Repetition in art is a funny thing. Maybe I’ve said that before. Anyway there are some forms where repetition is the whole point, like wallpaper or Andy Warhol prints, or the loose coalition that was the Pattern And Decoration movement that came together in the mid 1970’s as a response to conceptual art and Minimalism. Repeating a pattern in a painting or sculpture can add emphasis, or it can change the meaning of a motif.

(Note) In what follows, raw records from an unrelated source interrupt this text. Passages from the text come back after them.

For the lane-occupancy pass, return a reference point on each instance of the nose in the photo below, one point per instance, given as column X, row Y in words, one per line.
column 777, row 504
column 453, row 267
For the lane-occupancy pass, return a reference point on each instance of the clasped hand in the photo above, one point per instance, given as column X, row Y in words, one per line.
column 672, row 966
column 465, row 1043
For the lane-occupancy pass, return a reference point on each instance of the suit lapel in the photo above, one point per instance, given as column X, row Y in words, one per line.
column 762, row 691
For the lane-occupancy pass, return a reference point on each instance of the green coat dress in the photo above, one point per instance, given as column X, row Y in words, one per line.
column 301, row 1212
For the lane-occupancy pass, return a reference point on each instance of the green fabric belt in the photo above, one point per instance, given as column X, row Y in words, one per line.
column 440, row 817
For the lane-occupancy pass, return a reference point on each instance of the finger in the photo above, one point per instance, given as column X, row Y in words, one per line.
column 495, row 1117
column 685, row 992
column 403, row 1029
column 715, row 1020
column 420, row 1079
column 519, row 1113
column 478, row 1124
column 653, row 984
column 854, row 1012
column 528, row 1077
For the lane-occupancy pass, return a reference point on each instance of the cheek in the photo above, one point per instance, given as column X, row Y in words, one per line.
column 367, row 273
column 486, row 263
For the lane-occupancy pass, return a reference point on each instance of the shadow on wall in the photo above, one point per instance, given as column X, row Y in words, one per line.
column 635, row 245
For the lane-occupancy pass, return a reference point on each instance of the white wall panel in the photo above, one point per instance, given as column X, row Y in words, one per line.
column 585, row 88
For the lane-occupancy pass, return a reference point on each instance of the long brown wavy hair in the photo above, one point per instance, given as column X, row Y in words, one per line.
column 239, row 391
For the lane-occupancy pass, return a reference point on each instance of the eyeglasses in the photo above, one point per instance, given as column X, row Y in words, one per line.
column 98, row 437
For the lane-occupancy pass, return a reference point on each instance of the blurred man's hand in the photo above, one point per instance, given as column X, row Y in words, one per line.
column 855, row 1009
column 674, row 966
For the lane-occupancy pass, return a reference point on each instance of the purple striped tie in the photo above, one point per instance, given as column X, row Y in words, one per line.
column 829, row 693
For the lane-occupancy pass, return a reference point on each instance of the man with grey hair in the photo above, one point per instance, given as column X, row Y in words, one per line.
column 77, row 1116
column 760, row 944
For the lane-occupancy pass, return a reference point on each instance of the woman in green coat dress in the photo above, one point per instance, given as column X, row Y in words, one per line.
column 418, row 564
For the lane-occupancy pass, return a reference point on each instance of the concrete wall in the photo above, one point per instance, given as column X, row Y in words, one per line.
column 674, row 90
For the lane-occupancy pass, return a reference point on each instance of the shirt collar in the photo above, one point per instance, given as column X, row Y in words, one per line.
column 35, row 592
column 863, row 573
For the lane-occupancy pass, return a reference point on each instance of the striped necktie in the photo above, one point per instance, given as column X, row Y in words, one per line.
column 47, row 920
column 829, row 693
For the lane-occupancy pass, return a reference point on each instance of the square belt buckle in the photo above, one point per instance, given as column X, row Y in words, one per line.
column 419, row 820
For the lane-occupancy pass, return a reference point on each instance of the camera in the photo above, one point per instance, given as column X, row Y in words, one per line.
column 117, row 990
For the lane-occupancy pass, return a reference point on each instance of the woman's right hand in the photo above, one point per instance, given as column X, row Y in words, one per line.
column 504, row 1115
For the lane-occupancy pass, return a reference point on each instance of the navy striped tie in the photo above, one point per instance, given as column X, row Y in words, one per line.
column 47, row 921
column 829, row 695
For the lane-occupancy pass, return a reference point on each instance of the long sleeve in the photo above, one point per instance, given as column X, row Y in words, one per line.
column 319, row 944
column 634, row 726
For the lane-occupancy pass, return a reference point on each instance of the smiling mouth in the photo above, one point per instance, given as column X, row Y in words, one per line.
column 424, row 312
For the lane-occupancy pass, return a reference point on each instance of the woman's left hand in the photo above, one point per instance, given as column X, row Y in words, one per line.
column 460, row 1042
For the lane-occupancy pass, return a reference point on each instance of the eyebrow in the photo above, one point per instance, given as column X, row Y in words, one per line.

Generally, though, artists don’t want to repeat themselves, but that’s where things get tricky. If an artist becomes known and successful for doing a certain thing there’s a temptation to keep doing that thing but that’s a risky strategy. People get bored with seeing the same thing, and critics can slam an artist who does the same thing over and over “stale” and “a hack” . And even if they don’t, or haven’t yet, artists can get bored and want to challenge themselves, to try something new. Trying something new carries risks too, of course—among other things people sometimes say, “Yeah, the old thing was so much better.”
Art’s constant pursuit of the new has its problems too, though, which Milan Kundera explores in his novel Immortality. There are a limited number of gestures, of colors, of musical notes. It’s inevitable that even if one artist doesn’t directly repeat another there’s going to be some overlap, some repetition, maybe even some unintentional copying. Two composers might stumble on the same catchy tune, maybe even at roughly the same time. Museums work really hard to preserve art but there’s an argument for letting at least some old things disappear, or simply fade from memory, to give future generations a chance to rediscover something and see it with new eyes without feeling like it’s the same old thing.
Well, that’s about all I can say without running the risk of repeating myself.